At the same time, we’ve been working to lay the groundwork for the economic recovery that will follow this shock. That means looking for both near- and long-term solutions that will improve access to capital for job-creating businesses. That’s especially important for small businesses, which have been particularly hard hit by recent events.
One of those solutions is to point lenders and borrowers toward the support resources that already exist. You might think of this as the “low hanging fruit”: the resources are already available; we just need to educate people on how to access them.
We all know there are tremendous financing opportunities available for small businesses through various government grant programs, loan programs, and so forth. But for many entrepreneurs, it can be difficult to know where to start to gain access to those programs.
That’s where credit unions and the NCUA come in. We looked at the network of federally insured credit unions we oversee — 5,236 federally insured credit unions with nearly 120.4 million member-owners — and saw an opportunity for credit unions to serve as an information gateway to connect small business owners with these kinds of programs. Last year, we forged a similar agreement with the Small Business Administration, which has been highly successful.
Today’s agreement with the Export-Import Bank is in that same spirit. Under this agreement, we’ll be working with EXIM to develop educational and training initiatives on export financing opportunities to share with credit unions, so they can educate their small-business members about the available opportunities, such as an EXIM guaranteed loan being exempt from the member business cap of 12.25 percent. Helping small businesses to gain access to capital is essential, and we can anticipate that this collaboration will be a great help to many hard-pressed entrepreneurs, particularly the steep challenges they face in today’s environment.

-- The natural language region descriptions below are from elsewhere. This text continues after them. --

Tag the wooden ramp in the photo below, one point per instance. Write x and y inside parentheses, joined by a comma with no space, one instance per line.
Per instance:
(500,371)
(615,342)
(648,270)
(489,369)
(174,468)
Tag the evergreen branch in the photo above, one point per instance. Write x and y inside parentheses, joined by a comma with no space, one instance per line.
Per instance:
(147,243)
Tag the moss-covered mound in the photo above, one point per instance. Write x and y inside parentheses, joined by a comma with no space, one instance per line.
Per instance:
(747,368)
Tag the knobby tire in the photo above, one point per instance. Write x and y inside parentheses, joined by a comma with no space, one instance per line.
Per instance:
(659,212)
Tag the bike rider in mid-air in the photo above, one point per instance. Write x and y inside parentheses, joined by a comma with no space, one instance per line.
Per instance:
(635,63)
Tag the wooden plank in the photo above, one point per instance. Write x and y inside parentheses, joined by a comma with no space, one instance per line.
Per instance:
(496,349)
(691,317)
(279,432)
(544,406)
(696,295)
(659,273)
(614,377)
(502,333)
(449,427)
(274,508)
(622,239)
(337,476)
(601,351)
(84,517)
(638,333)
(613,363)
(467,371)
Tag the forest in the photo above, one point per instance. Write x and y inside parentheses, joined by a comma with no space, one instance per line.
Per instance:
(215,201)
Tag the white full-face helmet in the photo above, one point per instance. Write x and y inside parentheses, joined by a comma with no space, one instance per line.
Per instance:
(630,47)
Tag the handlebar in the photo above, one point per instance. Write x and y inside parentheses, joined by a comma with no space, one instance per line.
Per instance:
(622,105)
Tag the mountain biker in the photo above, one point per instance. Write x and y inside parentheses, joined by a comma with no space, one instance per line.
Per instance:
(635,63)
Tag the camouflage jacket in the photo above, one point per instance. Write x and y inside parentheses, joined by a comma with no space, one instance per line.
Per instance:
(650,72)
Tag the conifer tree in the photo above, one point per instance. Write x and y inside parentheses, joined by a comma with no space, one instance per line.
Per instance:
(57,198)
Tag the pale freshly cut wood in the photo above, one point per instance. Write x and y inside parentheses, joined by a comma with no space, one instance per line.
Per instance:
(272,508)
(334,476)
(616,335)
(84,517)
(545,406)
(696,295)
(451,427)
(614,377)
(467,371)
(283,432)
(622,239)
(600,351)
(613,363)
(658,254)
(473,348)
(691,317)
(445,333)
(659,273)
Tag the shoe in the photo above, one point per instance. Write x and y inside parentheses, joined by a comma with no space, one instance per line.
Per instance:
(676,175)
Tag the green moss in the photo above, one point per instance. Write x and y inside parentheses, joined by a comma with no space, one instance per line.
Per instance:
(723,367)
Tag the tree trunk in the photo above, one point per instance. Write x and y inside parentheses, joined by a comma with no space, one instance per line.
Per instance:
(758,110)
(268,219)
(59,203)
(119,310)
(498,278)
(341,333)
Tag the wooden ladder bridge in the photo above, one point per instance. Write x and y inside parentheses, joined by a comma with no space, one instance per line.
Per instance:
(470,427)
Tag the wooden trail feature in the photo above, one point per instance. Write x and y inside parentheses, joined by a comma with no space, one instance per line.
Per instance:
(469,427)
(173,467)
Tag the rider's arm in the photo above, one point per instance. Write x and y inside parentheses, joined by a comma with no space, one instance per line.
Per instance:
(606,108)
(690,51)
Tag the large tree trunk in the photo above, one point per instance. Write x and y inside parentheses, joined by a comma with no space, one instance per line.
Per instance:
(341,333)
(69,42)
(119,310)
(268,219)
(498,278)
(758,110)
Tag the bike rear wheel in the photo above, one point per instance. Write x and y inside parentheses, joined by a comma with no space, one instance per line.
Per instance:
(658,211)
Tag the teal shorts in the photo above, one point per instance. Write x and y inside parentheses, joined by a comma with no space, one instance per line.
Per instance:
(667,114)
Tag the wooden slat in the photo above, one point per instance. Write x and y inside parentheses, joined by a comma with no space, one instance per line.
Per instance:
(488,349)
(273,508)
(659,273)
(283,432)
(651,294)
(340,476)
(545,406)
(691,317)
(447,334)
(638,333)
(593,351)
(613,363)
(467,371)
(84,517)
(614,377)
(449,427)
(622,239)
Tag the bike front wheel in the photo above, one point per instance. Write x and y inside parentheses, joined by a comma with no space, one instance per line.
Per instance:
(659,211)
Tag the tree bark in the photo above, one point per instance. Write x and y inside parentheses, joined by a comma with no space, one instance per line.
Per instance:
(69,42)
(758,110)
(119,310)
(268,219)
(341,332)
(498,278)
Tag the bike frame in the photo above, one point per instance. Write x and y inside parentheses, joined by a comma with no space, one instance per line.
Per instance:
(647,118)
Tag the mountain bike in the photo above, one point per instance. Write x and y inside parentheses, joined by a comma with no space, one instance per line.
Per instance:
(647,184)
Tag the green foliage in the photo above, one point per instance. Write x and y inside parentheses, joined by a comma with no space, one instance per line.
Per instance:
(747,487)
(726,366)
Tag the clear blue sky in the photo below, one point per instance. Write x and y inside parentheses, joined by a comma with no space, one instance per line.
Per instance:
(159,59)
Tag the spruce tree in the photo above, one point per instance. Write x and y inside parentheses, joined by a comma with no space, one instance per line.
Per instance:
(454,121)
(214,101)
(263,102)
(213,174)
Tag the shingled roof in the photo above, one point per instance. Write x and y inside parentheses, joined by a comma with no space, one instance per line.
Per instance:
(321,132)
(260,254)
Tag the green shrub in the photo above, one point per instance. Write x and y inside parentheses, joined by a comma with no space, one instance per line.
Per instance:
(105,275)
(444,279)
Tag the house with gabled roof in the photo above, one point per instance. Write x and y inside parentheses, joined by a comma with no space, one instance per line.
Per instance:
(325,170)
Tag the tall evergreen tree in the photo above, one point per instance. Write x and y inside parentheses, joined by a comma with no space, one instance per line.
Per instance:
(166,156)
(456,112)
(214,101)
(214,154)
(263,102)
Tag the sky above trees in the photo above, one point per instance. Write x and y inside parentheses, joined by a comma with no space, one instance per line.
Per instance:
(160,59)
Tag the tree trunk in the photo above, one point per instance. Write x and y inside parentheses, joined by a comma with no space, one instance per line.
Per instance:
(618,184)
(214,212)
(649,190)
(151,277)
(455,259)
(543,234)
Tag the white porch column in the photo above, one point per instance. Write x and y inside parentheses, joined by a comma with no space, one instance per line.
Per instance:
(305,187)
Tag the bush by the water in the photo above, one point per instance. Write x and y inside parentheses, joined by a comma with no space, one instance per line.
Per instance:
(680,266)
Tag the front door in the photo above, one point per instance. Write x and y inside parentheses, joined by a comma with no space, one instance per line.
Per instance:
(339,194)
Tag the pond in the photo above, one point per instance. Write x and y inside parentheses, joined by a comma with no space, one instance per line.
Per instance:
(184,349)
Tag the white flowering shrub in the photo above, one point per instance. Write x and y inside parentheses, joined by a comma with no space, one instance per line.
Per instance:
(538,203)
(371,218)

Now, obviously, not all credit unions work with small businesses that handle export trade. However, for those that do, knowing where to turn for help with financing, and being able to share that information with small business borrowers, will be a tremendous boon.
The discussions that led to this agreement began many months ago, and I’m pleased that we’ve arrived at a final product we can share today and start putting into action soon. Given the immensity of the economic challenges we’re facing, the timing could not have been better. It’s one more tool we now have in place to help small businesses to get back on their feet, to create jobs, and to spur the economic recovery to come.
I’ll conclude by noting that the NCUA has had a long and constructive working relationship with the Export-Import Bank, and we’re excited about the opportunity to continue that relationship. So, Chairman Reed, thank you very much for your efforts in making this agreement a reality, and we look forward to working with you and your team to implement this MOU on behalf of the credit union industry and its members.